MAYW has higher volatility (1.81%) compared to HELO (1.79%). In terms of maximum drawdown, MAYW dropped -7.93% vs HELO's -10.89%.
On 1-year performance, HELO leads with 8.36% vs 8.11% for MAYW. On fees, HELO is cheaper at 0.50% per year. Their volatility is very similar. The better choice depends on whether you care most about return, fees, risk, or income.
Over the 1-year period, HELO has performed better with a 8.36% return vs 8.11%. Past performance does not guarantee future results, so compare this with risk, fees, and fund exposure.

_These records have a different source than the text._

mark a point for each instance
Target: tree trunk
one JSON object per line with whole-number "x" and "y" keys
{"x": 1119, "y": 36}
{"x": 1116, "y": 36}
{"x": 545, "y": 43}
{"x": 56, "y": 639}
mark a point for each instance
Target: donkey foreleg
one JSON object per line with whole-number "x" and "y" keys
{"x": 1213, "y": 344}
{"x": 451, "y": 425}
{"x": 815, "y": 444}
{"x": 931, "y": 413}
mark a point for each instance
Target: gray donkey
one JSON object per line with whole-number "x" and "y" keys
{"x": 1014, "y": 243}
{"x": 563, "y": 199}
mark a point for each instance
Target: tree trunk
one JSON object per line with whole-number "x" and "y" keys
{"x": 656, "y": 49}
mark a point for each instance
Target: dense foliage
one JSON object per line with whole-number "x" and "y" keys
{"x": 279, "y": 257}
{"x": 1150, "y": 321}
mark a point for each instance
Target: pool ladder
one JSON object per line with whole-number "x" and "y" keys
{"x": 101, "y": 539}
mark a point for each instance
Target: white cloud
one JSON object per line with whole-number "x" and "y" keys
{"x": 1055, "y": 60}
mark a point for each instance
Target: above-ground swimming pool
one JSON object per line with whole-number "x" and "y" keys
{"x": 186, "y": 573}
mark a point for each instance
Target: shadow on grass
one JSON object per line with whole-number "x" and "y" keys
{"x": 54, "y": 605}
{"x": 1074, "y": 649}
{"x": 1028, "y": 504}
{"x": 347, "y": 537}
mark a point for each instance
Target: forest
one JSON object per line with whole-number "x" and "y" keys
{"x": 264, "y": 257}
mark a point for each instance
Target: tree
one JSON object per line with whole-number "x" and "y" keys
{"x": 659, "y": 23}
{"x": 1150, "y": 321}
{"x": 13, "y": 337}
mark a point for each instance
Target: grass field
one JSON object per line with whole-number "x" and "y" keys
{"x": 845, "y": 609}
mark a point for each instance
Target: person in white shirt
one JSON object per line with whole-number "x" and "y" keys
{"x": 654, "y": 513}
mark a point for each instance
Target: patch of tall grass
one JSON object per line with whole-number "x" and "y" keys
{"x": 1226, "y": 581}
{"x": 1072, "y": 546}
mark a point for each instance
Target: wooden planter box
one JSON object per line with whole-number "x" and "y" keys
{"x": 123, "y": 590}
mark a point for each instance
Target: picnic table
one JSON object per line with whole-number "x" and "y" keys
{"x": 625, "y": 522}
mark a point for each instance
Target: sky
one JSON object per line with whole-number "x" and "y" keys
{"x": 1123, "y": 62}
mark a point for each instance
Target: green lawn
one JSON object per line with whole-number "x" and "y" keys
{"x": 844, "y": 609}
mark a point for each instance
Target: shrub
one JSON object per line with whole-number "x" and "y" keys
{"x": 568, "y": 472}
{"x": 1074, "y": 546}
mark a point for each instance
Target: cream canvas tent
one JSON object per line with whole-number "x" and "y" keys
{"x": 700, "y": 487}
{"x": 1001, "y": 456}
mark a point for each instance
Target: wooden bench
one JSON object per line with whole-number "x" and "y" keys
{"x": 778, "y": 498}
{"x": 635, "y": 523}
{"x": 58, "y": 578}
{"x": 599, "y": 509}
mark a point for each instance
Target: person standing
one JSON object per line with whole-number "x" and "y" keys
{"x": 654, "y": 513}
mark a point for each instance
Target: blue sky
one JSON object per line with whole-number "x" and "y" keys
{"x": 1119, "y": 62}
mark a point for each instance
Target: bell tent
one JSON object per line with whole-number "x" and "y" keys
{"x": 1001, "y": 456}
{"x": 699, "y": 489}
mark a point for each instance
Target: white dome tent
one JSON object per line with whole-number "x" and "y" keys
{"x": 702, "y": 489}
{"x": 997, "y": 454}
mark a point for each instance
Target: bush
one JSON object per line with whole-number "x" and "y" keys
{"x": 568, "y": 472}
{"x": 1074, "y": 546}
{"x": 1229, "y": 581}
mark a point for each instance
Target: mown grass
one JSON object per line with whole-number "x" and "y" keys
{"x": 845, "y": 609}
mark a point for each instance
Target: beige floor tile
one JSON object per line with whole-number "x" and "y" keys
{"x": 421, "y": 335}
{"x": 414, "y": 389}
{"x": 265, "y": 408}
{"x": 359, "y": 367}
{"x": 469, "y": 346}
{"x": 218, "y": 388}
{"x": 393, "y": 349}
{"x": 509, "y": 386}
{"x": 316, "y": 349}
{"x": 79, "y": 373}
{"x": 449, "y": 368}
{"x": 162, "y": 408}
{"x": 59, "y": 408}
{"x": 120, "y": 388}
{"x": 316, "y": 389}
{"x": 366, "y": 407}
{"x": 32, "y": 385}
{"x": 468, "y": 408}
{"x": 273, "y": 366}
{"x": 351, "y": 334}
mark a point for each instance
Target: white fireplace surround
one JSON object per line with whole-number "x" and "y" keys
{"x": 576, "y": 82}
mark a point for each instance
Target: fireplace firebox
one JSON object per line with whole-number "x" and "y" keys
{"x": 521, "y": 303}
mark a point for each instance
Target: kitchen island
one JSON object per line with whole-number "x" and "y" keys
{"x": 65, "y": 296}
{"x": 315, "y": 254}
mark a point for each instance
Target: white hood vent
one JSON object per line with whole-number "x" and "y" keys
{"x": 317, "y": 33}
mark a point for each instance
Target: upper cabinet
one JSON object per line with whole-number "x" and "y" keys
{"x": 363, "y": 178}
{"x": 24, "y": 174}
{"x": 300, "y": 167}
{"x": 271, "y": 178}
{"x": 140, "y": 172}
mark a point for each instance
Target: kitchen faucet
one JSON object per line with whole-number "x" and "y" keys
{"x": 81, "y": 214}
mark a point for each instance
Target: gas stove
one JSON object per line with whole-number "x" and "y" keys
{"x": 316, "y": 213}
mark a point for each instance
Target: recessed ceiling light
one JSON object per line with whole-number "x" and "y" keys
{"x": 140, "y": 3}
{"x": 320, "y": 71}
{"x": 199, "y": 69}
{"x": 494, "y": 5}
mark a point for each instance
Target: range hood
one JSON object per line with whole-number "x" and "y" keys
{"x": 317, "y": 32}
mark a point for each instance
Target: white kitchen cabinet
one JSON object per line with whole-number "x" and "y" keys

HELO is cheaper with a 0.50% expense ratio, compared with 0.74% for MAYW.
HELO has the higher dividend yield at 0.64%, compared with 0.00% for MAYW.
They also come from different issuers: Allianz and JPMorgan. Their fees differ too: 0.74% for MAYW and 0.50% for HELO.
MAYW currently has the higher Sharpe Ratio (2.46 vs 1.32), meaning it's delivered slightly more return per unit of risk over the trailing 12 months. However, this ranking shifts over time - use the Risk/Return Score above for a more comprehensive view that combines Sharpe, Sortino, and other measures used by quantitative funds.